Hoy en día, es normal ir al cine a ver una película en 3D. Desde que Pixar estrenó Toy Story en 1995, la primera película de animación, no han parado de salir películas de este estilo. Pero muy pocos saben que este proyecto comenzó hace 40 años de la mano de Ed Catmull y Fred Parke, cuando crearon la primera película con render 3D. ¿O sea que todos estábamos equivocados al creer que Toy Story fue la primera película en 3D? Mejor sigue leyendo.

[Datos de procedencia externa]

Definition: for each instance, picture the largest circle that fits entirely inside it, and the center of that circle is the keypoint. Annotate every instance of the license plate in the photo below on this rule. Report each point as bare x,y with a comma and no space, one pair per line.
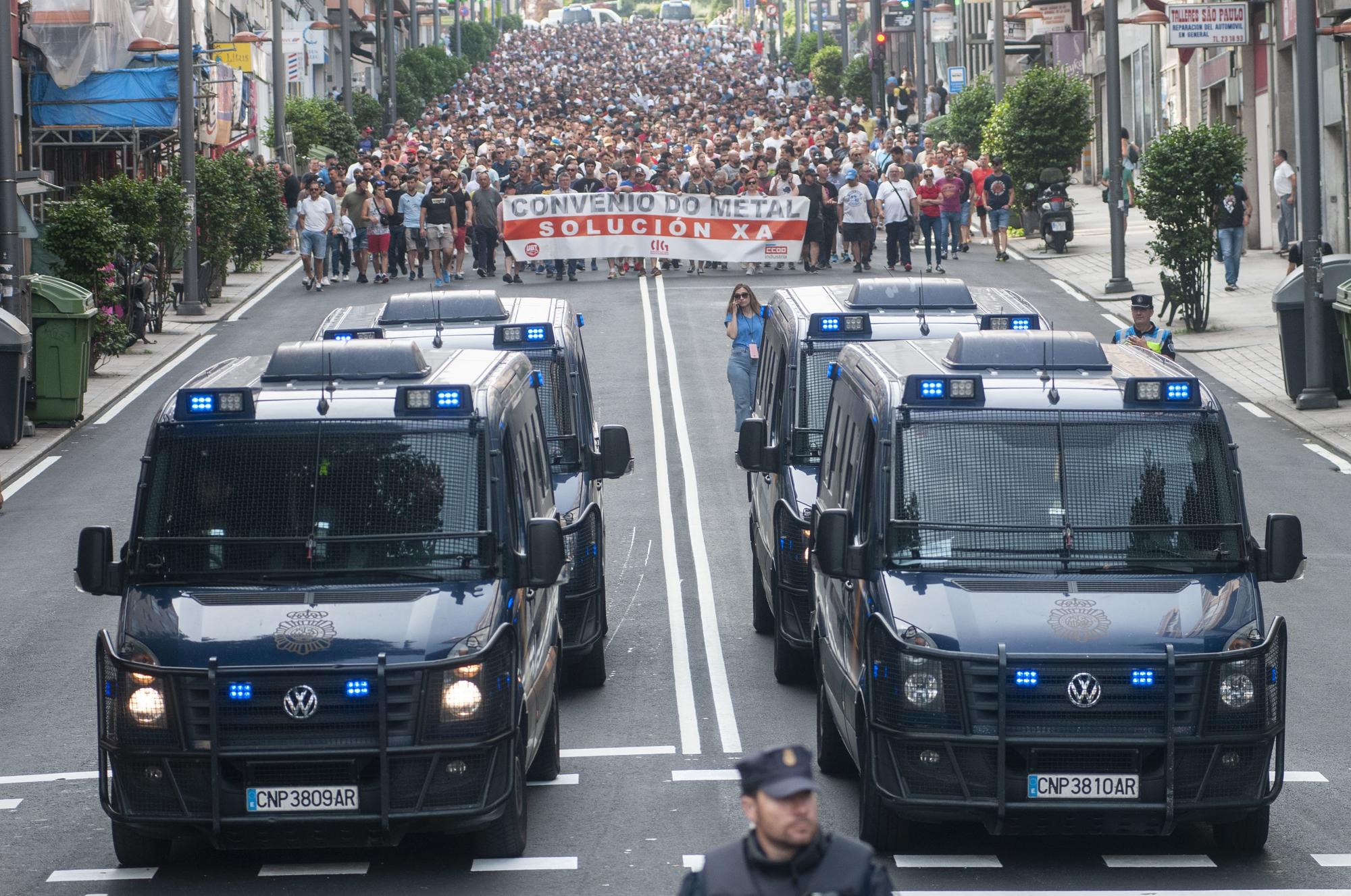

Un proyecto que empezó en 1972
¿Qué podemos decir acerca de las películas de Pixar? Con cada nueva entrega se van mejorando, tanto visual como argumentalmente, y se convierten en un éxito en las salas grandes. Y no es para menos, ya que detrás de todo esto se encuentra Edwin Catmull, el creador de la técnica del Z-Buffer. En 1972, Catmull creó lo que sería la primera película de la historia con render 3D. Un vídeo de seis minutos y medio nos muestra lo que fue el proyecto que Catmull y su compañero Fred Parke lograron crear:
El vídeo fue descubierto por un productor de Hollywood y se incorporó como una escena en la película Futureworld, estrenada en 1976. A simple vista no parece la gran cosa, pero muy pocos habrían imaginado que un proyecto como este revolucionaría la pantalla grande en los años siguientes. De hecho, las técnicas pioneras utilizadas en el vídeo son la base de la visualización del 3D que hoy en día podemos ver en las películas y los videojuegos.
Qué se ve en el vídeo
En el vídeo podemos ver la versión animada de la mano izquierda de Ed en una toma revolucionaria para la época y que, a simple vista, nos recuerda una radiografía. El vídeo no termina ahí: también está acompañado de varias escenas sobre cómo hicieron la versión digitalizada de la misma, algo así como un detrás de cámaras moderno. Además de la mano del fundador de Pixar, en el vídeo podemos ver una serie de objetos, entre ellos un rostro, aunque con escasa definición producto del formato. Llama la atención la secuencia del tono, sin el sombreado suave que hoy en día está presente en las películas. La verdadera historia de lo que hoy tenemos delante nunca se muestra tan evidente, y nada mejor que una demostración con profundidad de campo para quitarle superficialidad al asunto.